The Medicaid Agency recognizes, as a pilot project, medical and mental health services already covered by the state plan when furnished using interactive video teleconferencing.

Payment is on a fee-for-service basis, which is the same as the reimbursement for covered services furnished in the conventional, face-to-face manner. Reimbursement is made at both ends (hub and spoke sites) for only medical services.

The state uses specific local codes to identify telemedicine services. The State contact is Jeff Nelson 804-371-8857.


West Virginia:

The Medicaid Agency recognizes physician consultations when furnished using interactive video teleconferencing.

Payment is on a fee-for-service basis, which is the same as the reimbursement for covered services furnished in the conventional, face-to-face manner. Reimbursement is made at both ends (hub and spoke sites) for the telemedicine services.

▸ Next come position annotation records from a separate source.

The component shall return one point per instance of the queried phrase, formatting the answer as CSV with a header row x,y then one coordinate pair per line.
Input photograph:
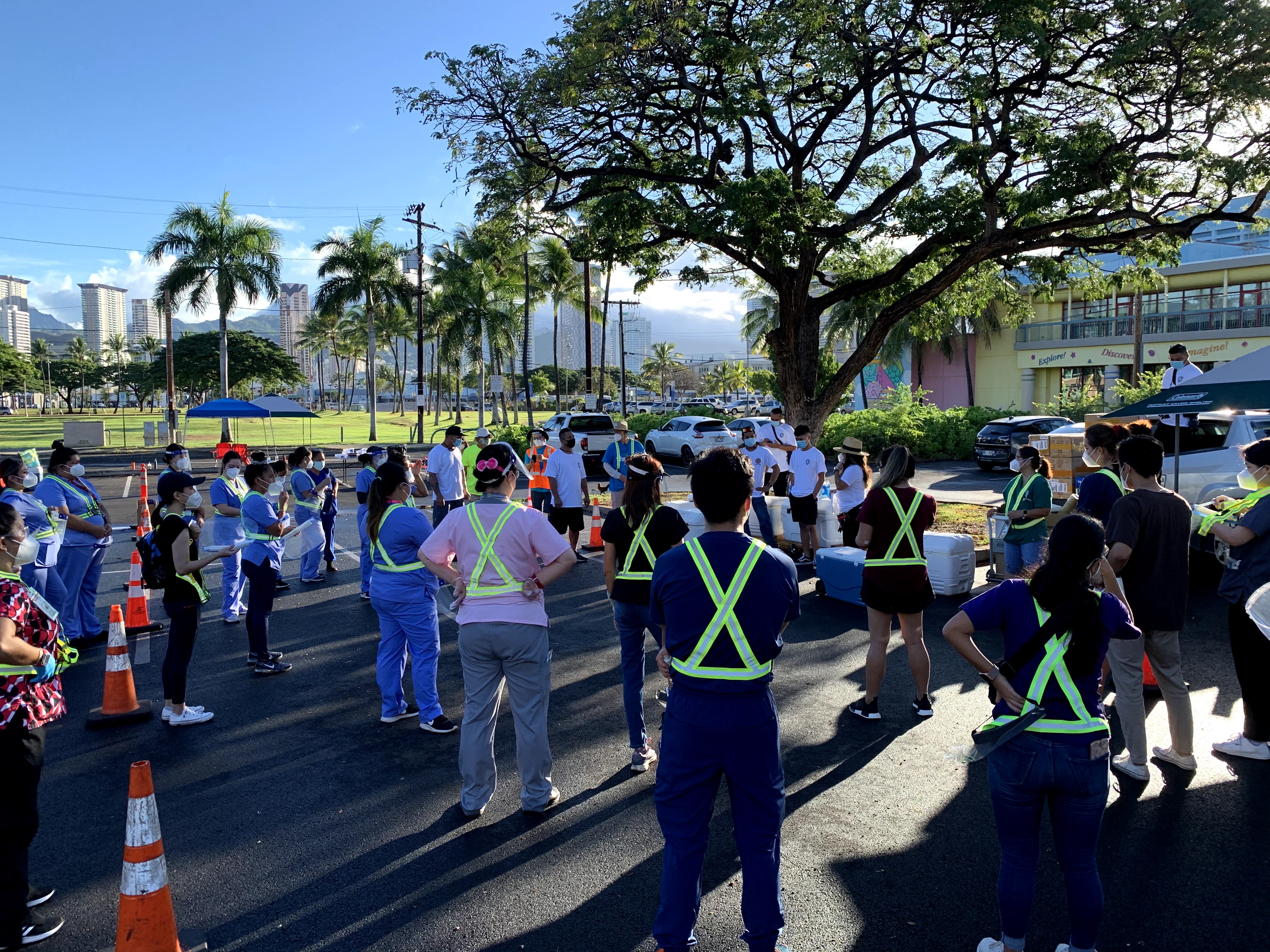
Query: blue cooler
x,y
841,570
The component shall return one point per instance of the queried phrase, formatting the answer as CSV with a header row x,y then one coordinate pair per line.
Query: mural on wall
x,y
881,377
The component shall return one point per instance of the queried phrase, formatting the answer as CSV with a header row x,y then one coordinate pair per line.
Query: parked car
x,y
593,432
998,444
689,437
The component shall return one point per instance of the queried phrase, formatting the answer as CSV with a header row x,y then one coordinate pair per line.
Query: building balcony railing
x,y
1231,319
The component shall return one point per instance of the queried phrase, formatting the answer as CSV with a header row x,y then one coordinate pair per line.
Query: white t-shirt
x,y
448,466
1174,379
569,471
806,465
778,433
854,494
763,460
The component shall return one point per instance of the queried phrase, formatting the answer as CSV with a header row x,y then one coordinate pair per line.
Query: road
x,y
295,820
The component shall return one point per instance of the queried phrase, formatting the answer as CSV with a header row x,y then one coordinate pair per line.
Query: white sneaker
x,y
167,711
191,715
1124,765
1239,745
1185,761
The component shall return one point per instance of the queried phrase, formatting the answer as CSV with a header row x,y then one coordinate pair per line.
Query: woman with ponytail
x,y
636,536
404,596
491,555
1063,757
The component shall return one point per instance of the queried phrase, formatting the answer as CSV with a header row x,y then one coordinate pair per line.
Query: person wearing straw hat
x,y
491,554
30,699
615,460
851,480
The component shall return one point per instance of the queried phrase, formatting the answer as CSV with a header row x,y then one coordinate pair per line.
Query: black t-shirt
x,y
1156,526
665,531
178,591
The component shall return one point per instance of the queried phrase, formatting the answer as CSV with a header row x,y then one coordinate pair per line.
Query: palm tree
x,y
363,267
218,249
663,360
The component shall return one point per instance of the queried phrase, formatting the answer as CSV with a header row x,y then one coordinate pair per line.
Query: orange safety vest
x,y
538,466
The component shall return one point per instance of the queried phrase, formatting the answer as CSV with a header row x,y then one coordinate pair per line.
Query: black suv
x,y
998,444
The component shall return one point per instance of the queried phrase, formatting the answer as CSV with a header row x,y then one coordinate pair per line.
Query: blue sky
x,y
289,106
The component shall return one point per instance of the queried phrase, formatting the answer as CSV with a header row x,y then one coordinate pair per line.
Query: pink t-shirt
x,y
526,537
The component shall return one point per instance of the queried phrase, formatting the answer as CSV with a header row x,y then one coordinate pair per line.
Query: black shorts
x,y
803,509
896,602
568,518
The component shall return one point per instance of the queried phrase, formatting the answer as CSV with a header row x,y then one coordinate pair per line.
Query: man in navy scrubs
x,y
721,718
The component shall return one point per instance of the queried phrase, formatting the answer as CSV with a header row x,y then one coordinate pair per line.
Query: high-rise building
x,y
105,313
14,314
145,320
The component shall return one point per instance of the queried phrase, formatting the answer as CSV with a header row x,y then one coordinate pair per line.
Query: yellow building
x,y
1220,309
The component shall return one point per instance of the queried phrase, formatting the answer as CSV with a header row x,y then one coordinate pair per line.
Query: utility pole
x,y
420,225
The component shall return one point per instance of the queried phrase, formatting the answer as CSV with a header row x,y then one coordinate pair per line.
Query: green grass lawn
x,y
331,429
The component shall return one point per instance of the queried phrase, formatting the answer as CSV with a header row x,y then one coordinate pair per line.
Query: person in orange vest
x,y
536,460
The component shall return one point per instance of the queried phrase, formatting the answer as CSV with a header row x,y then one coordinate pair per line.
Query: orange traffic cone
x,y
139,610
596,542
148,922
120,702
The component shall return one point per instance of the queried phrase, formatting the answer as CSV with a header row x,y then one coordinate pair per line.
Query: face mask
x,y
1248,480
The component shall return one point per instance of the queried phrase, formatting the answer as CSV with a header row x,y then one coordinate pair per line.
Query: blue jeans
x,y
765,520
1023,775
632,622
1024,555
408,625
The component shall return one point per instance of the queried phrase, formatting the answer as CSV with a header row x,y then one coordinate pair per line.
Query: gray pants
x,y
519,654
1166,660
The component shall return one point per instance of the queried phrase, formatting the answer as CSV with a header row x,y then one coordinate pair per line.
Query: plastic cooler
x,y
841,570
949,563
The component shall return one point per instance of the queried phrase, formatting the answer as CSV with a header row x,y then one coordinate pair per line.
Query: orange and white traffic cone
x,y
148,922
596,522
120,702
139,611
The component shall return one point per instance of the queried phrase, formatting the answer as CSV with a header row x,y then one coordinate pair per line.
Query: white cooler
x,y
949,563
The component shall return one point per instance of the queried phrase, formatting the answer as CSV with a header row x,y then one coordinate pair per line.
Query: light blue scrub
x,y
364,485
43,574
407,605
304,489
228,531
79,563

The state uses consultative CPT codes with the modifier "tv" to identify telemedicine services. The state contact is Laure L. Harbert (304) 926-1718.


 

Medicare's current attitude toward reimbursement of Telehealth

201.13 Telehealth.--An HHA (home health agency) may adopt telehealth technologies that it believes promote efficiencies or improve quality of care. Telehomecare encounters do not meet the definition of a visit set forth in regulations at 42 CFR 409.48(c) and the telehealth services may not be counted as Medicare covered home health visits or used as qualifying services for home health eligibility. An HHA may not substitute telehealth services for Medicare-covered services ordered by a physician. However, if an HHA has telehealth services available to its clients, a doctor may take their availability into account when he or she prepares a plan of treatment (i.e., may write requirements for telehealth services into the POT). Medicare eligibility and payment would be determined based on the patient’s characteristics and the need for and receipt of the Medicare covered services ordered by the physician. If a physician intends that telehealth services be furnished while a patient is under a home health plan of care, the services should be recorded in the plan of care along with the Medicare covered home health services to be furnished.